Zero-shot: embeds "{name}. {description}", then each 2-sec audio
window, then computes cosine similarity. Outlier windows are
flagged.
How scoring works
- Load CLAP HTSAT-base (~600 MB, cached at
~/.cache/clap) - Embed text:
f"{name}. {description}" - Decode audio to mono 48 kHz
- Slice into 2-sec windows with 1-sec hop (50% overlap)
- Per window: embed audio, compute cosine similarity to text
- Robust baseline: median + MAD of all windows (trim tail to skip fade-out)
- Flag windows with z ≤ -z_thresh (drift below baseline)

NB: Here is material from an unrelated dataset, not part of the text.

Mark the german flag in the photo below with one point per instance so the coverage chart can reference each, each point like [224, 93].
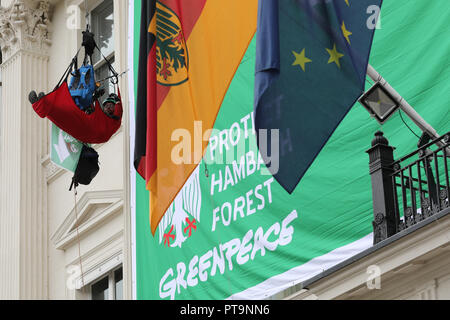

- Merge adjacent (gap ≤ 1 s)
Verdict mapping
| z-score | Severity |
|---|---|
| -4 to -5 | minor |
| -5 to -7 | moderate |
| < -7 | severe |
Parameters
- z_thresh (default 4.0, nullable) — drift threshold
- z_thresh_per_category — per-category override
- z_thresh_per_sound_class — per-sound-class override
- window_sec (2.0) — embedding window length
- hop_sec (1.0) — window hop
- baseline_trim_tail (2) — exclude last N windows from baseline (skip fade-out)
Critical: when to disable
CLAP works WELL for organic content (purrs, bird calls, rain). It works POORLY for:
- synth-pure — pure sines / square waves don’t match any text
description well. CLAP often scores them low overall, which means
every window is “drift”. Always set
synth-pure: null. - synth-ambient — same, lower magnitude. Usually
null. - cultural-instrument — singing bowls / gongs sometimes drift because their tail content is very different from their attack. Pattern-by-pattern.
- affirmations — TTS voice doesn’t match a typical sleep-pad
description. Always
null.
Common gotchas
- Track description in
sounds.jsonmatters! Vague descriptions (“ambient texture”) produce vague embeddings → more drift flagged. Concrete descriptions (“warm pad in C minor with subtle vibrato”) embed more precisely → fewer false positives. - Long tracks (>60s) have more drift opportunities by sheer count.
- CLAP is biased toward common AudioSet classes; obscure content (alien synth pads) may always score “drifty”.
Runtime
~10 s per 90 s track. CLAP embedding load takes 5-10 s first time per process; cached after.